1. Basic Curve Fitting#

1.1. Lesson overview#

Analyzing measured data with a theoretical model is a common task for a scientist and engineer. Often we end up “fitting” a dataset to some sort of mathematical function like a line, a sinusoid wave, or an exponentially decaying function. The fitted parameters from this analysis often end up being related to important materials properties, processing conditions, or physical phenomena.

Least squares regression is a commonly used when fitting data. You may have done this before in other software packages (e.g., Microsoft Excel’s LINEST function). In this lesson, we will go over how to do basic least squares regression analysis using the SciPy library. We first will go over how to perform a regression analysis by fitting a line through a dataset, and then we will demonstrate how perform curve fitting with a non-linear function.

1.2. Topics taught#

  • Performing least squares analysis using the scipy.optimize.curve_fit() function.

  • Reporting fitting parameters and standard errors / uncertainties.

  • Reading data from a file using the numpy.loadtxt() function.

  • Plotting measured data and fit lines with the Matplotlib library.

1.3. Line fitting#

In this example, we will fit a line through a data set containing current-voltage measurements of an electronic device in order to extract the resistance of the device. As a quick review, Ohm’s law demonstrates that there is a linear relationship between the voltage across a resistor and the current passing through a resistor via the equation,

\[ V = IR \]

where \(V\) is the voltage across a resistor (units: volt, V), \(I\) is the current passing through a resistor (units: amps, A), and \(R\) is the inherent electrical “resistance” of the device (units: V/A = ohm). In circuit analysis, electrical devices and materials are often modeled as resistors, so measuring the resistance is a common task for a scientist or engineer.

Data for this exercise can be found in the file IV_data_no_uncertainty.csv. This file has two columns of data: (1) the sourced current and (2) measured voltage of the measurement. The first row has the labels for each column and the second row has the units for each column. Since this is a CSV file, each column is separated with a , symbol.

We will need to use three external libraries in order to read the data file, perform the regression analysis, and plot the data and fitted line. These are the NumPy, SciPy, and Matplotlib libraries, respectively. Let’s first load the necessary libraries for the analysis:

import numpy as np
from matplotlib import pyplot as plt
from scipy.optimize import curve_fit

The import calls for the NumPy and Matplotlib libraries should be familiar to you if you have read the Introduction to Scientific Python module (specially the introduction to NumPy section and the basic plotting with Matplotlib section). The new import call in this section is for the scipy.optimize.curve_fit() function. We will review the details of this function soon.
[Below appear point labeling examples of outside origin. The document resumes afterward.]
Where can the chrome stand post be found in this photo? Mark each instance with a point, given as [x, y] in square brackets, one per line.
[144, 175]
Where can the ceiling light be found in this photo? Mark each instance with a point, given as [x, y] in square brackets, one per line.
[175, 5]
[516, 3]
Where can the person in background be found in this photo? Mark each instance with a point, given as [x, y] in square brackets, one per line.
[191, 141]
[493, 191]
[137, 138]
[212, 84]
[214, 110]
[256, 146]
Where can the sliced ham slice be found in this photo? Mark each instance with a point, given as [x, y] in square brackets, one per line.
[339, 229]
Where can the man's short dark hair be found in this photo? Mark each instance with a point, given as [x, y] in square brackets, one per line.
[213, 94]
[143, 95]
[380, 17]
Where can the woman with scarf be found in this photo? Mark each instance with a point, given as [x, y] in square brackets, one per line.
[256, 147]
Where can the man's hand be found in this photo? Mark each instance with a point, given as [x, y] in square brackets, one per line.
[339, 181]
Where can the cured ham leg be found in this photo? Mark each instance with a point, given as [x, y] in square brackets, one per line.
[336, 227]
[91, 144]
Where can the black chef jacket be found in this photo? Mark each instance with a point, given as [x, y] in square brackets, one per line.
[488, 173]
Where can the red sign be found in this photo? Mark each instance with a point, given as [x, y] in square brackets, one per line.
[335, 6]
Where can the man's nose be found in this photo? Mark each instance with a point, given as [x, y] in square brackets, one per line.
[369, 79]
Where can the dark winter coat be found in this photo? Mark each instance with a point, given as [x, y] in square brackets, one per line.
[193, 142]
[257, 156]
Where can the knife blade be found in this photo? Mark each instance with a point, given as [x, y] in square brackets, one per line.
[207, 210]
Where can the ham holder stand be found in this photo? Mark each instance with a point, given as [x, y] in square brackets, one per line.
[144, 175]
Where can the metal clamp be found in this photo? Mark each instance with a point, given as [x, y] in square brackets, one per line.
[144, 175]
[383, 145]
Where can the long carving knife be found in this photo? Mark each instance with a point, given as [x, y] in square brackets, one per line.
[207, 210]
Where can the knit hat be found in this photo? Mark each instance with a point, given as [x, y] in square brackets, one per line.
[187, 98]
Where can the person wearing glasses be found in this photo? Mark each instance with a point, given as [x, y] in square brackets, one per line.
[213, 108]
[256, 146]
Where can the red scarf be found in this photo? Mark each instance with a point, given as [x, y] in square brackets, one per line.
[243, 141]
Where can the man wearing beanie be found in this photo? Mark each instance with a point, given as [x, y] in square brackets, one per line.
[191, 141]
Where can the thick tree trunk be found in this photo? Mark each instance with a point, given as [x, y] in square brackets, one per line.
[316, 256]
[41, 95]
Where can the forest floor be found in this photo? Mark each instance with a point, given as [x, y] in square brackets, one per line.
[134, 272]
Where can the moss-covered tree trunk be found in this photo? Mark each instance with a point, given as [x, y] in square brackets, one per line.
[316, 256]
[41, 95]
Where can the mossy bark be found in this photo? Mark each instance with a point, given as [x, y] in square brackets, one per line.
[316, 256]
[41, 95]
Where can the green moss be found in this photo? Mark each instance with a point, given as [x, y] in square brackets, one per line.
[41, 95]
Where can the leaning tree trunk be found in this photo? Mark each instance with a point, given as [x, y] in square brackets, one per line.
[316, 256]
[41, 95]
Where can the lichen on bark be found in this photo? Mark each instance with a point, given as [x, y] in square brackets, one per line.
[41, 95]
Now, we create the function we want to fit the data with, in this case a line. Recall that a line follows the formula,

\[ y = mx + b \]

where \(y\) is the dependent variable in the measurement (i.e., usually what is measured), \(x\) is the independent variable (i.e., usually what is sourced), \(m\) is the slope of the line, and \(b\) is the \(y\)-intercept (i.e., the \(y\) value when \(x\) = 0). The function call below creates a creates our line that will be fitted soon:

def linearFunc(x, intercept, slope):
    y = intercept + slope * x
    return y

Now let’s load our data from IV_data_no_uncertainty.csv using the numpy.loadtxt() function. We have demonstrated how to use this function before in our Introduction to Scientific Python module’s section on working with CSV files. The code below loads the data to a NumPy data array called data1 and prints out the entire array to the shell just to confirm it has been loaded correctly:

data1 = np.loadtxt("./example_data/IV_data_no_uncertainty.csv", 
                   delimiter = ",", 
                   skiprows = 2)
print(data1)
[[1.00e-03 3.20e-01]
 [2.00e-03 6.70e-01]
 [3.00e-03 9.20e-01]
 [4.00e-03 1.33e+00]
 [5.00e-03 1.64e+00]
 [6.00e-03 2.12e+00]]

Notice the skiprows=2 argument prevents NumPy from trying to load the header rows in the CSV file to data array. Failure to do so would cause the following ValueError:

data_bad_import = np.loadtxt("./example_data/IV_data_no_uncertainty.csv", 
                   delimiter = ",")
print(data_bad_import)
---------------------------------------------------------------------------
ValueError                                Traceback (most recent call last)
ValueError: could not convert string to float: ''

The above exception was the direct cause of the following exception:

ValueError                                Traceback (most recent call last)
Input In [4], in <cell line: 1>()
----> 1 data_bad_import = np.loadtxt("./example_data/IV_data_no_uncertainty.csv", 
      2                    delimiter = ",")
      3 print(data_bad_import)

File /srv/docs_venv/lib/python3.10/site-packages/numpy/lib/npyio.py:1373, in loadtxt(fname, dtype, comments, delimiter, converters, skiprows, usecols, unpack, ndmin, encoding, max_rows, quotechar, like)
   1370 if isinstance(delimiter, bytes):
   1371     delimiter = delimiter.decode('latin1')
-> 1373 arr = _read(fname, dtype=dtype, comment=comment, delimiter=delimiter,
   1374             converters=converters, skiplines=skiprows, usecols=usecols,
   1375             unpack=unpack, ndmin=ndmin, encoding=encoding,
   1376             max_rows=max_rows, quote=quotechar)
   1378 return arr

File /srv/docs_venv/lib/python3.10/site-packages/numpy/lib/npyio.py:1016, in _read(fname, delimiter, comment, quote, imaginary_unit, usecols, skiplines, max_rows, converters, ndmin, unpack, dtype, encoding)
   1013     data = _preprocess_comments(data, comments, encoding)
   1015 if read_dtype_via_object_chunks is None:
-> 1016     arr = _load_from_filelike(
   1017         data, delimiter=delimiter, comment=comment, quote=quote,
   1018         imaginary_unit=imaginary_unit,
   1019         usecols=usecols, skiplines=skiplines, max_rows=max_rows,
   1020         converters=converters, dtype=dtype,
   1021         encoding=encoding, filelike=filelike,
   1022         byte_converters=byte_converters)
   1024 else:
   1025     # This branch reads the file into chunks of object arrays and then
   1026     # casts them to the desired actual dtype.  This ensures correct
   1027     # string-length and datetime-unit discovery (like `arr.astype()`).
   1028     # Due to chunking, certain error reports are less clear, currently.
   1029     if filelike:

ValueError: could not convert string '\ufeffI' to float64 at row 0, column 1.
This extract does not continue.